COMSAÚDE – Em Salvador, qual a situação da lei sobre o fornecimento de medicamentos pelo SUS?
Camila Schwab – Em Salvador, a Lei 9663/2023 foi sancionada em 06 de março de 2023, garantindo, em seu art. 1º, o direito ao fornecimento de medicamentos nacionais ou importados à base de Cannabis através do Sistema Único de Saúde Municipal. Para isso, é necessário apenas a prescrição médica, seguindo as diretrizes mínimas descritas na lei.
Essa lei assegura a distribuição gratuita de medicamentos à base de Cannabis em unidades de saúde pública municipais e nas instituições privadas conveniadas ao Sistema Único de Saúde. No entanto, é necessário que a Secretaria Municipal da Saúde institua uma comissão de trabalho para estabelecer estratégias e programas específicos para inclusão dos pacientes
Entretanto, apesar de não regulamentada, essa Lei se encontra em plena vigência.
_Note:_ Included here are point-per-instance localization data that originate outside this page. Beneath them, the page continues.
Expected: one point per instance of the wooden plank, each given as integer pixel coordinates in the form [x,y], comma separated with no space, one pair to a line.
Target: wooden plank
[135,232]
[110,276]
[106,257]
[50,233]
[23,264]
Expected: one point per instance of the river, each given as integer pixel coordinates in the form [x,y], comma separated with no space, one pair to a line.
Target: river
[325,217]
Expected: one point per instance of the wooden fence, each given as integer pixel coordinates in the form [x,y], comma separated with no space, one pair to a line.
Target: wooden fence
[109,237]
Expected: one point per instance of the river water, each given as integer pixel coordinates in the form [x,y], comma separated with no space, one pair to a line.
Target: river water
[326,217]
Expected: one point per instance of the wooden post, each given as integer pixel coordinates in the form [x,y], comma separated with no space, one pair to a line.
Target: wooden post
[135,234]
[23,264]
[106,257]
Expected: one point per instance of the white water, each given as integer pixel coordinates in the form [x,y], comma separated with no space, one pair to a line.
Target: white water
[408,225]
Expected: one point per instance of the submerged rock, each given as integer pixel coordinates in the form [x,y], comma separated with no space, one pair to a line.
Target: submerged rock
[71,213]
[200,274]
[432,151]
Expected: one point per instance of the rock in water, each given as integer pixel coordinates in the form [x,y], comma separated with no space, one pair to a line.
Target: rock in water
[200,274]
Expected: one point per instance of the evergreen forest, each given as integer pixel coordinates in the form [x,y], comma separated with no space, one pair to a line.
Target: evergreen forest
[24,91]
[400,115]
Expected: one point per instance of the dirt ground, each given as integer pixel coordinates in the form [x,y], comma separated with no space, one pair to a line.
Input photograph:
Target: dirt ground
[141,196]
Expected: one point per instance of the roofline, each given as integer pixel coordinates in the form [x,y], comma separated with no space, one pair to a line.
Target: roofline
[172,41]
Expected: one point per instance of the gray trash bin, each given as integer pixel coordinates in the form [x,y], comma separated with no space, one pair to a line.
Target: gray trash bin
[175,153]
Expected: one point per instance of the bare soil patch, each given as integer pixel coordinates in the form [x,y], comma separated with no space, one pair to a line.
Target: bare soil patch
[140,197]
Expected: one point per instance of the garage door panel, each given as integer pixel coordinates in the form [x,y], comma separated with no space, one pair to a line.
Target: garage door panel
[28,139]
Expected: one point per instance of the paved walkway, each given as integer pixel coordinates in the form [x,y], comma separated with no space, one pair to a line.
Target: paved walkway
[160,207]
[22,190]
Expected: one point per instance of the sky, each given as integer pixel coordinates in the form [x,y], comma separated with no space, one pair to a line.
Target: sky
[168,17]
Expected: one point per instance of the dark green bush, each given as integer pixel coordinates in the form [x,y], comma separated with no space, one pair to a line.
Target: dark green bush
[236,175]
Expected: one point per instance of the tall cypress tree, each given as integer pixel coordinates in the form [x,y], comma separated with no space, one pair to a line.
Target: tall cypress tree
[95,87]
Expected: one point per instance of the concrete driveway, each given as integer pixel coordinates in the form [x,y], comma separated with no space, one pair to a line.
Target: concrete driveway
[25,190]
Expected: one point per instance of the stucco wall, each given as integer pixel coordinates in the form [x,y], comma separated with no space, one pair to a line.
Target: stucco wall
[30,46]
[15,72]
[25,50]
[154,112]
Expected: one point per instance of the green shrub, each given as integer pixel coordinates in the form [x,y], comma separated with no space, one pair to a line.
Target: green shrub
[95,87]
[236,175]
O paciente pode, então, postular à municipalidade o fornecimento do medicamento ou mesmo recorrer ao Poder Judiciário.
Advogada associada ao escritório Almeida & São Paulo Advogados Associados. Graduada em Direito pela Universidade Federal da Bahia (UFBA), pós-graduanda em Direito Processual pela Pontifícia Universidade Católica de Minas Gerais (PUC-MG) e pós-graduanda em Direito Médico pelo Complexo de Ensino Renato Saraiva (CERS). Possui experiência nas áreas cível e consumerista, com ênfase em saúde suplementar e direito médico.